CNN interviewed discredited environmental catastrophist Paul Ehrlich in its coverage of the United Nations’ latest warning of ecological collapse due to human activities and climate change.
Humanity will need to start “consuming less, polluting less and having fewer children” if it’s going to stop mass extinction in the coming decades, CNN correspondent Nick Watt said summarizing the U.N. report, which was released Monday.
Ehrlich, a Stanford University professor, told CNN he was “pessimistic” that countries could solve predicted ecological disaster in part because of President Donald Trump pledging to leave the Paris climate accord.
The U.N. called for “lowering total consumption and waste, including by addressing both population growth and per capita consumption differently in different contexts” to limit ecological damage.

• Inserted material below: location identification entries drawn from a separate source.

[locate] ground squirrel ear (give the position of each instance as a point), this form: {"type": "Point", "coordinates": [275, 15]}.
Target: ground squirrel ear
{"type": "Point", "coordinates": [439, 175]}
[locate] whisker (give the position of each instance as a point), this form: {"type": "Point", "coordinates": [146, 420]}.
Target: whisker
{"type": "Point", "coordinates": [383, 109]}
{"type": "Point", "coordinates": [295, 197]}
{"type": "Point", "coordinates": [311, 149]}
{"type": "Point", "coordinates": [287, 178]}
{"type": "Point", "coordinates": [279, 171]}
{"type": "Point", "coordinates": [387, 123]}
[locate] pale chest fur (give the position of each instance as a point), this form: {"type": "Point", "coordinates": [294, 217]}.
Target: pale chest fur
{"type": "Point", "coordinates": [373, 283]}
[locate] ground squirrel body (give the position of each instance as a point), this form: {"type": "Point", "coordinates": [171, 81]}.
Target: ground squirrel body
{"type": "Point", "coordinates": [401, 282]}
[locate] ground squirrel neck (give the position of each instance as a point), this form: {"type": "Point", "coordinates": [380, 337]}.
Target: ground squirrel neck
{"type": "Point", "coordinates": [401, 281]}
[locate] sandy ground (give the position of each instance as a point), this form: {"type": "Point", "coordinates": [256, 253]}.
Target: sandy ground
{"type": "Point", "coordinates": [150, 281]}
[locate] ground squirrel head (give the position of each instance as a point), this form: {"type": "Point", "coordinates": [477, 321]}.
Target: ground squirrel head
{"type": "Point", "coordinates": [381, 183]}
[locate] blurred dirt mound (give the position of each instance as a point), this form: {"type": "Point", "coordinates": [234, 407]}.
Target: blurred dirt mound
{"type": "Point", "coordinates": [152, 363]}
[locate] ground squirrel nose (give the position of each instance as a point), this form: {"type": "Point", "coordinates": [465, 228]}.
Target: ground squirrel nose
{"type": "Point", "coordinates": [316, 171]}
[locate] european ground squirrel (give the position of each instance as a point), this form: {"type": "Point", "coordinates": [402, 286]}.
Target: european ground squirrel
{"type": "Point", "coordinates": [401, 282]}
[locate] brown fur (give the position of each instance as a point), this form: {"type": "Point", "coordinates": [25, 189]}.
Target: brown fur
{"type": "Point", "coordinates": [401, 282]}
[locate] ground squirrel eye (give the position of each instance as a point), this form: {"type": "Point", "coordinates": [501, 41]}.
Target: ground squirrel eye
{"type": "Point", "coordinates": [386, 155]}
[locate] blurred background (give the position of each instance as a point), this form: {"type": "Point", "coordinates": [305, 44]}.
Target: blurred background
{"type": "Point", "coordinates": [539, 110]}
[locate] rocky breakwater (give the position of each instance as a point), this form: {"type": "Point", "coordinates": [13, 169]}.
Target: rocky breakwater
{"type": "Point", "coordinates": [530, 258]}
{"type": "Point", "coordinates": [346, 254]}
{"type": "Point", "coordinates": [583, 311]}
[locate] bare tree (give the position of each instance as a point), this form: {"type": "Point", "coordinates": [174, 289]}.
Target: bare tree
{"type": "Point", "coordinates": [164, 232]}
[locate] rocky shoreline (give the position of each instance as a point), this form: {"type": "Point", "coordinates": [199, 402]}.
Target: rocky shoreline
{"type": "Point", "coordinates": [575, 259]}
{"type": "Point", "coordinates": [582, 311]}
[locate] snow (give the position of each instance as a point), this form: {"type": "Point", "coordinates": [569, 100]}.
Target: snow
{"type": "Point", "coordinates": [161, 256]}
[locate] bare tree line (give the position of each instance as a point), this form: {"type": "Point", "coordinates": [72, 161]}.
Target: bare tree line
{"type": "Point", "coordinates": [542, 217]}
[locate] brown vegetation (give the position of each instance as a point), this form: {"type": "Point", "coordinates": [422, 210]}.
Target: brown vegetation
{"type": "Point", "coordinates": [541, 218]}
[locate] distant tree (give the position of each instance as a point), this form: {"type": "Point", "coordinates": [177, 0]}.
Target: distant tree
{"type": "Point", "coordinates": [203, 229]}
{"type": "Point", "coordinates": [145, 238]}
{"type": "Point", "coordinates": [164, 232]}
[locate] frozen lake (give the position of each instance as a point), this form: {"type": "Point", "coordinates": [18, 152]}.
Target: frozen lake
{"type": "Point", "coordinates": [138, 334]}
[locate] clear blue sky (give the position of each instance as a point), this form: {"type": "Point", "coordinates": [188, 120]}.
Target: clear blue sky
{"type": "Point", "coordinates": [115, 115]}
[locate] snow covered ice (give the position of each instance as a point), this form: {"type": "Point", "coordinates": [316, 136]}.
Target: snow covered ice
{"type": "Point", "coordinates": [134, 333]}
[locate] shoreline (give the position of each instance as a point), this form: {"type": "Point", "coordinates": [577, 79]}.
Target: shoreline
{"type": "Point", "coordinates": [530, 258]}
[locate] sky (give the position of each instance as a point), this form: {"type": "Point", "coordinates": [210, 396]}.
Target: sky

The U.N. report blamed “rapid population growth” and the development and pollution that entails for putting 1 million plant and animal species at risk of extinction.
“The other organisms of the planet are our life support system,” Ehrlich, a Stanford University professor, told CNN. “You don’t have to worry about them if you don’t care about eating, if you don’t care about breathing, if you don’t care about having fresh water and so on. Then you can just forget about it and die.”
Ehrlich’s writings came out as environmental concerns were beginning to become top priorities for western countries, including the U.S. and Europe. In general, Ehrlich is a leading predictor of mass starvation and collapse of nature because of rapid population growth.
Ehrlich’s 1968 book “The Population Bomb” called on the U.S. government to take “whatever steps are necessary to establish a reasonable population size.” His ideas included taxing children, mass sterilization and abortions to limit population growth.
John Holdren, President Barack Obama’s science czar, co-authored pieces with Ehrlich, warning the human population was growing too quickly for the planet to sustain. Lawmakers criticized Holdren during his confirmation for his past writings.
But the mass starvation and ecological collapse predicted by Ehrlich and others never came to pass. However, Ehrlich maintains his dire predictions are certain to happen in the coming decades.